Curiosamente, esto no fue un invento de la democracia. La historiadora cuenta que, entre los papeles que ha encontrado, hay pruebas de que ya en los años cincuenta el Ministerio de Exteriores franquista entabló los primeros y fallidos esfuerzos de acercamiento con Picasso, comunista y principal promotor de exposiciones antifranquistas. “Si el fichaje de Picasso resultaba a todas luces imposible, había otras alternativas. Entre 1950 y 1970, Luis González Robles, comisario de Exposiciones de la Dirección General de Bellas Artes, organizó las principales exhibiciones que colocaron a las nuevas generaciones de artistas españoles (Chillida, Tàpies, Feito, Saura) en la escena internacional, dando un giro europeísta a la política exterior de España”, escribe la autora.
Desde 1968 la Dirección de relaciones culturales del Ministerio de Exteriores y la Dirección general de bellas artes redoblan sus esfuerzos por recuperar elGuernica del Museum of Modern Art (MoMA). La idea de Florentino Pérez Embid, director de Bellas artes, consistía en exhibirlo en “un nuevo museo de arte contemporáneo”. Uno como el Museo Reina Sofía… Picasso declaró que el cuadro era propiedad de la República y que, hasta que las libertades no se reestableciesen, el cuadro seguiría en el exilio.
Fraga y su política cultural de los sesenta fue importante en la Transición, porque Pío Cabanillas, que aprendió con don Manuel, terminó como ministro de Cultura con Adolfo Suárez. No podemos entender la Transición cultural sin ese puente”, explica Quaggio para señalar que los Pactos no fueron la panacea de nada. “La idea que permanece como elemento continuo en la historia de la política cultural española es que política y cultura son un elemento de la Marca España, que fue un invento del franquismo que los socialistas enfatizaron”.
Y lo hicieron a golpe de cheque: “En cuanto oigo la palabra cultura extiendo un cheque en blanco al portador”, escribía Rafael Sánchez Ferlosio, en El País, el 22 de noviembre de 1984, en un artículo titulado La cultura, ese invento del Gobierno. Eran los días en los que el Estado cultural era una aspiración queJavier Solana, ministro del ramo, blandía en el mismísimo Congreso de los Diputados. Se atrevía en la Cámara Baja a asegurar que era posible “sustituir el hombre económico por el hombre cultural”.
Una euforia incontrolable y dinero para bibliotecas, becas, centros de arte, auditorios, promoción de artistas e intelectuales. Había que construir un nuevo país, como fuera y al precio que fuera. “El PSOE utilizó la cultura como un escaparate. Aquellas inversiones en cultura son impensables hoy. Es sorprendente la capacidad que tuvo este país para reciclarse, aunque lo hizo a tal velocidad que se olvidaron del futuro”.
La crítica de la historiadora es a esa tendencia de la política española a obviar el largo plazo. Cortoplacistas. “La velocidad impide pensar las cosas que se hacen, de forma que España quiso mimetizarse con Europa, olvidando su esencia, su identidad y su historia. Había que cambiar, había que cambiar, había que cambiar”, cuenta.  

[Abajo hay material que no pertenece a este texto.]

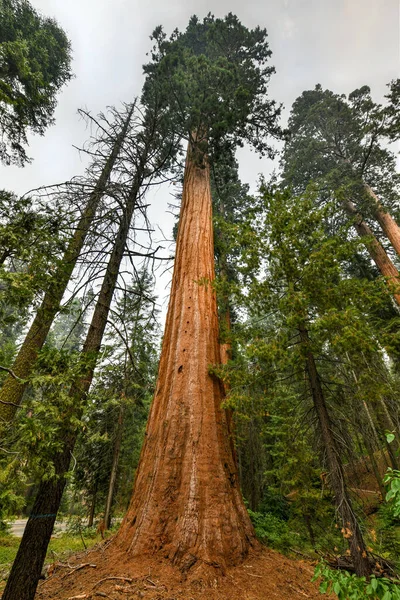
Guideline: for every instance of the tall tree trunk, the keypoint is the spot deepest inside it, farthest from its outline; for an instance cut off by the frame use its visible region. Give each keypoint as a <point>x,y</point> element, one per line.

Habla de cultura EN transición, porque la cultura –“un concepto difícil de definir”– siempre puede ser deformada, adaptada, manipulada, utilizada, hasta volverse a regenerar. Para unos, es una manera de promocionar la ilustración; para otros, una manera de reivindicar la nación española. La cultura tiene la capacidad de la intervención, aunque sólo se utilice como instrumento.